Dia menatap matanya, tanpa berkedip. "Ya."
“Kalau begitu ambillah salah satunya.” Dia menyerahkan pil itu padanya.
Elsa mencengkeram Bliss di antara jari-jarinya yang lembut dan rapuh. Untuk sesaat, keduanya hanya duduk diam karena beratnya tindakan yang mereka lakukan membebani mereka. Dia mungkin tidak tahu apa yang akan terjadi selanjutnya, tapi Ibu telah menatap cukup banyak pasien yang putus asa untuk mengetahui beban yang dia tanggung pada mereka. Penelitiannya jarang bersih.
Elsa menelan pil itu. “Terima kasih atas segalanya, Ibu.”
“Akulah yang berhutang padamu. Kamu lebih berani dari yang kamu tahu, Elsa, dan kaum kami berhutang budi padamu yang tidak akan pernah mampu mereka bayar kembali. Terima kasih atas pengorbananmu.”
Elsa mengangguk. Dalam beberapa menit, matanya berkaca-kaca untuk terakhir kalinya dan kesadarannya hilang.
Ibu melemparkan selimut ke wajahnya sambil menghela nafas. Berapa banyak lagi yang harus dikorbankan demi altar ilmu pengetahuan? Operasi yang dilakukannya di ruang bawah tanah jauh berbeda dengan operasi yang ia bangun kembali secara rahasia di timur, namun tidak diketahui berapa banyak pasiennya yang terseret ke bawah, dan tidak pernah terlihat lagi.
Tentu saja, semuanya demi kebaikan yang lebih besar.
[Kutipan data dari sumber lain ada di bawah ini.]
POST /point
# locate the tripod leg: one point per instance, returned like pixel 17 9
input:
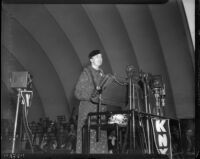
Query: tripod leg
pixel 15 125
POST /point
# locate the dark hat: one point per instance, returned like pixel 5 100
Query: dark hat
pixel 93 53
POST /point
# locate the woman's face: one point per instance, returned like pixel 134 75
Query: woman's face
pixel 97 60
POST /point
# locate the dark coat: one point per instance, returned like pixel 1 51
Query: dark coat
pixel 83 91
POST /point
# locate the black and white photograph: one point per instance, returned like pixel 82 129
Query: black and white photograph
pixel 99 80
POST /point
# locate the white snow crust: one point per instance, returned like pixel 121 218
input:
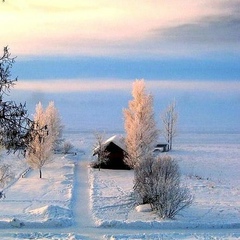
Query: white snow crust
pixel 46 207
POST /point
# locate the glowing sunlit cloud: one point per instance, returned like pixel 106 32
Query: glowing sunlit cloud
pixel 68 86
pixel 93 27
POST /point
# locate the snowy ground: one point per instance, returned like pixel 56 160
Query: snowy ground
pixel 57 206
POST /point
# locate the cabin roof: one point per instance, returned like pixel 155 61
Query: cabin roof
pixel 117 140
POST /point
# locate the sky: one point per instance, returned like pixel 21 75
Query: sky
pixel 92 51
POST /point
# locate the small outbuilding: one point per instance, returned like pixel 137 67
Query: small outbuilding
pixel 116 149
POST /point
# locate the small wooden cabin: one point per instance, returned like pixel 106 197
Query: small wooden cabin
pixel 116 149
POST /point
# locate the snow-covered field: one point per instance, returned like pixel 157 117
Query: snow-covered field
pixel 47 208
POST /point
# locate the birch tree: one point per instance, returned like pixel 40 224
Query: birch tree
pixel 40 149
pixel 169 119
pixel 99 148
pixel 140 126
pixel 53 122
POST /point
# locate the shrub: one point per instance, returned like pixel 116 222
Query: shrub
pixel 157 182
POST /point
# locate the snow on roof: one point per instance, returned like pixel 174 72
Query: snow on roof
pixel 117 140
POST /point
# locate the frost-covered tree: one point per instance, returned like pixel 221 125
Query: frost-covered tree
pixel 169 119
pixel 157 182
pixel 99 149
pixel 15 126
pixel 54 125
pixel 140 125
pixel 5 174
pixel 40 150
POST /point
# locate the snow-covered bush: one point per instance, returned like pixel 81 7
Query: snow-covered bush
pixel 157 182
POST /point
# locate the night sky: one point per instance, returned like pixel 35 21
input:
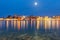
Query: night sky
pixel 27 7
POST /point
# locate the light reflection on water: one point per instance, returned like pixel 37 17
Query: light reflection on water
pixel 30 26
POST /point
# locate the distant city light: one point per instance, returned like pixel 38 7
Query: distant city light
pixel 35 3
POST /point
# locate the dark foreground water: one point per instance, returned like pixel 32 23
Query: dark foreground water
pixel 29 30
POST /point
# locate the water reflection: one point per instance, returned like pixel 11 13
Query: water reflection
pixel 31 25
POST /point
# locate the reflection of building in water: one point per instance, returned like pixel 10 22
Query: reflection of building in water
pixel 15 24
pixel 36 22
pixel 0 24
pixel 18 25
pixel 7 24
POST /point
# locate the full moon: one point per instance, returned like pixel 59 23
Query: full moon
pixel 35 3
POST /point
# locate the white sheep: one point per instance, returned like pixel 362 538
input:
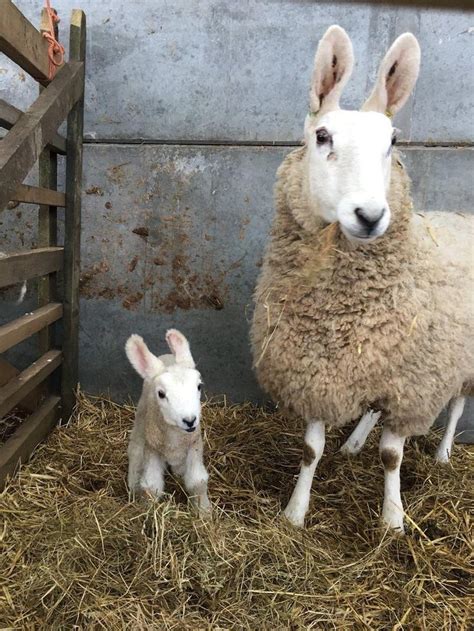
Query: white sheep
pixel 361 303
pixel 166 430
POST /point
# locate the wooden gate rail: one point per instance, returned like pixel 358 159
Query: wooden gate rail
pixel 32 137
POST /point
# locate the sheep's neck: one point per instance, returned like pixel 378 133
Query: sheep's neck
pixel 318 246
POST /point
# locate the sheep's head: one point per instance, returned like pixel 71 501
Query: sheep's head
pixel 349 153
pixel 176 384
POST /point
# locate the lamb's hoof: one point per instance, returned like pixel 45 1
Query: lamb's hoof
pixel 442 456
pixel 394 521
pixel 295 516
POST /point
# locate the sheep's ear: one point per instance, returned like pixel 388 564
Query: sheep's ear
pixel 145 363
pixel 397 76
pixel 332 68
pixel 179 346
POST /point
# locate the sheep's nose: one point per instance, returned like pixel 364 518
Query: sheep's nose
pixel 368 220
pixel 189 422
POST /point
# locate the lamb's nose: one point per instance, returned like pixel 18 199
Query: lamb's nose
pixel 368 221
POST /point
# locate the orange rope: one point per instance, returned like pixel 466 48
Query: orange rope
pixel 55 49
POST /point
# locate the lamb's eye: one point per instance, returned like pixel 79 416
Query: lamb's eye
pixel 322 136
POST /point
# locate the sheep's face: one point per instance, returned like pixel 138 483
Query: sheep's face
pixel 178 395
pixel 349 152
pixel 349 164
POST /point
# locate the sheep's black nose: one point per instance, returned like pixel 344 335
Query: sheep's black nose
pixel 368 221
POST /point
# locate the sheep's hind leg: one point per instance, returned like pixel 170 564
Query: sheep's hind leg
pixel 312 451
pixel 357 439
pixel 153 478
pixel 456 409
pixel 391 454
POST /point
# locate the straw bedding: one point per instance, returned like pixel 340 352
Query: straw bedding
pixel 75 553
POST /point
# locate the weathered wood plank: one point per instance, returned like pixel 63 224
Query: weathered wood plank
pixel 15 268
pixel 47 237
pixel 9 115
pixel 22 328
pixel 23 43
pixel 38 195
pixel 29 435
pixel 17 388
pixel 72 230
pixel 23 144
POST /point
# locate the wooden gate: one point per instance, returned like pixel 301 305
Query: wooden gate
pixel 33 137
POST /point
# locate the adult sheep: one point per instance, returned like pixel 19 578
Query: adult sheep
pixel 361 304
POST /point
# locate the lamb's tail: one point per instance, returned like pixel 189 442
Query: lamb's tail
pixel 22 295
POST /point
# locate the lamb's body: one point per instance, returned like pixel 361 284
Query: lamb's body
pixel 338 328
pixel 156 442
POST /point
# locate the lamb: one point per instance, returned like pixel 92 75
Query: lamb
pixel 362 306
pixel 166 430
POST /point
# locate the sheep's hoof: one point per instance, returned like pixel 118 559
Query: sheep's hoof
pixel 350 449
pixel 295 516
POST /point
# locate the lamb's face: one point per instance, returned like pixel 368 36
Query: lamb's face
pixel 178 394
pixel 349 164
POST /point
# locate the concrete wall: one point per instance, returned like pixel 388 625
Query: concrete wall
pixel 190 108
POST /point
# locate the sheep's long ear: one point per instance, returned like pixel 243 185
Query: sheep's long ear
pixel 397 76
pixel 332 68
pixel 144 362
pixel 179 346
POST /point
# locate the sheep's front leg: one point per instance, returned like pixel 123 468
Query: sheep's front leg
pixel 456 409
pixel 195 480
pixel 312 451
pixel 357 439
pixel 153 477
pixel 391 454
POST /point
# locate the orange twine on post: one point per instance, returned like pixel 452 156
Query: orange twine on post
pixel 55 49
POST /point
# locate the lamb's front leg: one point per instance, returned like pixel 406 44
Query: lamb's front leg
pixel 195 479
pixel 153 477
pixel 391 454
pixel 312 451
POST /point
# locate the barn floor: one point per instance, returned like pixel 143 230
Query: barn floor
pixel 76 554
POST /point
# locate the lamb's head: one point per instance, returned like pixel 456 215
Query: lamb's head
pixel 349 153
pixel 175 381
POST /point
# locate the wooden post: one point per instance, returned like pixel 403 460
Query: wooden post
pixel 72 229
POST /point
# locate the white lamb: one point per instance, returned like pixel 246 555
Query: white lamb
pixel 166 429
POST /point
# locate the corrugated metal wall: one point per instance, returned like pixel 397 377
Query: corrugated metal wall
pixel 190 108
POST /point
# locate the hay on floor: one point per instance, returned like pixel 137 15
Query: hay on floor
pixel 75 553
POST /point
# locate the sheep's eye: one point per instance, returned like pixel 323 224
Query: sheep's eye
pixel 322 136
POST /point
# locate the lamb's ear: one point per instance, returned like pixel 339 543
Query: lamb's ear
pixel 332 68
pixel 145 363
pixel 179 346
pixel 397 76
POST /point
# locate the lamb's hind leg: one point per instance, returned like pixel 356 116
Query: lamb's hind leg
pixel 391 454
pixel 357 439
pixel 456 409
pixel 312 451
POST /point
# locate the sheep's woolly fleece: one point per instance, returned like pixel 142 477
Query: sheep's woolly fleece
pixel 339 328
pixel 76 554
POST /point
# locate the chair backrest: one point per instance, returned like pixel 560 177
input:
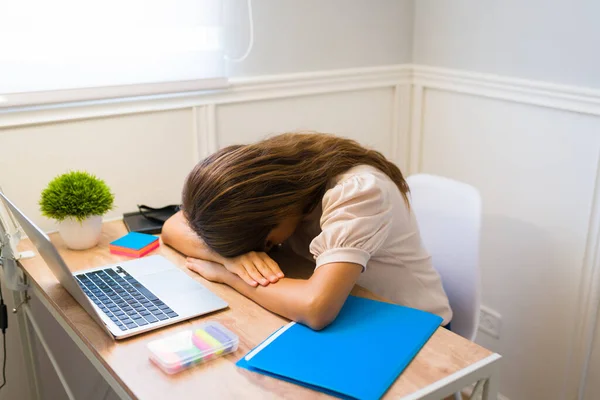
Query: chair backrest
pixel 448 213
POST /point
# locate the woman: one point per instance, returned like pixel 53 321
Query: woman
pixel 341 205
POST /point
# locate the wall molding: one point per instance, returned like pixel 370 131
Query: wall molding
pixel 562 97
pixel 544 94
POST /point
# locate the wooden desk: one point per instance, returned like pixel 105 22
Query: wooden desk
pixel 446 363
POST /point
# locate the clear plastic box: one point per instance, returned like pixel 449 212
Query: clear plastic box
pixel 194 346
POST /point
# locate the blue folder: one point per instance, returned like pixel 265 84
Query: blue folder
pixel 358 356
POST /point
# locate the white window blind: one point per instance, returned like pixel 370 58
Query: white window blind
pixel 72 50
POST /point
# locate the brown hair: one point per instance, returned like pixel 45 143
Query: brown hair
pixel 235 197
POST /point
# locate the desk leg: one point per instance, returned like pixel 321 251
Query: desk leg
pixel 27 347
pixel 490 386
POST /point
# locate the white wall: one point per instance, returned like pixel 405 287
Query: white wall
pixel 554 41
pixel 536 169
pixel 144 158
pixel 312 35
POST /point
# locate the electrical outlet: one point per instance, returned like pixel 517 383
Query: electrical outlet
pixel 490 322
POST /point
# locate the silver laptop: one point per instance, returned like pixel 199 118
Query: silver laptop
pixel 130 297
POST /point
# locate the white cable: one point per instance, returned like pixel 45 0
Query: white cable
pixel 251 32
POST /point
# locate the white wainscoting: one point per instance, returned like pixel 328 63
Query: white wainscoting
pixel 532 148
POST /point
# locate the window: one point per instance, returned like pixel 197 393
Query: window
pixel 71 50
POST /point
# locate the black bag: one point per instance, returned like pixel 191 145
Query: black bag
pixel 149 220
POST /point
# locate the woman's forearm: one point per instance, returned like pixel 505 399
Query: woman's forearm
pixel 290 298
pixel 177 234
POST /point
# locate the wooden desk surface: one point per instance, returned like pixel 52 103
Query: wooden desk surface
pixel 127 360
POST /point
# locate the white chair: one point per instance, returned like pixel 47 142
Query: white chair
pixel 449 216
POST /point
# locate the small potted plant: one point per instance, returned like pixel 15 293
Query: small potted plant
pixel 77 200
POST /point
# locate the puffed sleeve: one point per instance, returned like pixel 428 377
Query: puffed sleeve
pixel 355 222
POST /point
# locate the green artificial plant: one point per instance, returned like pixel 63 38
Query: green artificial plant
pixel 76 194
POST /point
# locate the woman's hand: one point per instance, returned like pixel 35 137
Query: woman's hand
pixel 254 268
pixel 209 270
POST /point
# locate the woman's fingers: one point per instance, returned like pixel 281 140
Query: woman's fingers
pixel 246 277
pixel 274 266
pixel 265 269
pixel 251 269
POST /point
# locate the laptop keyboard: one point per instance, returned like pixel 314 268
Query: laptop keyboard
pixel 123 299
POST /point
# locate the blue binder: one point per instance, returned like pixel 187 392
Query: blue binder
pixel 358 356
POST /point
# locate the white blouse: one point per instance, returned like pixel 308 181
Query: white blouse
pixel 363 219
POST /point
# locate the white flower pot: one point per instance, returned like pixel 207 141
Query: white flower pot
pixel 81 235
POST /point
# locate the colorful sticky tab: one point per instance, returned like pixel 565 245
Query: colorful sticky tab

Memahami mutasi yang ditimbulkan oleh HBRS-15.21 memerlukan eksperimen, dan tidak ada subjek yang lebih efisien untuk digunakan selain rezzer. Setiap perkembangan, mulai dari Sins of Elysium, hingga Bliss, hingga terobosannya dalam ilmu nutrisi, semuanya menimbulkan banyak korban jiwa.
Dan tetap saja itu belum cukup.
Salah satu dokter bedahnya masuk, lengan dan lulurnya dipenuhi jeroan yang menghitam.
__ADS_1
"Apa itu?" Ibu bertanya.
“Kami kedatangan pengunjung.” Dia menelan ludah. “Itu adalah Hades.”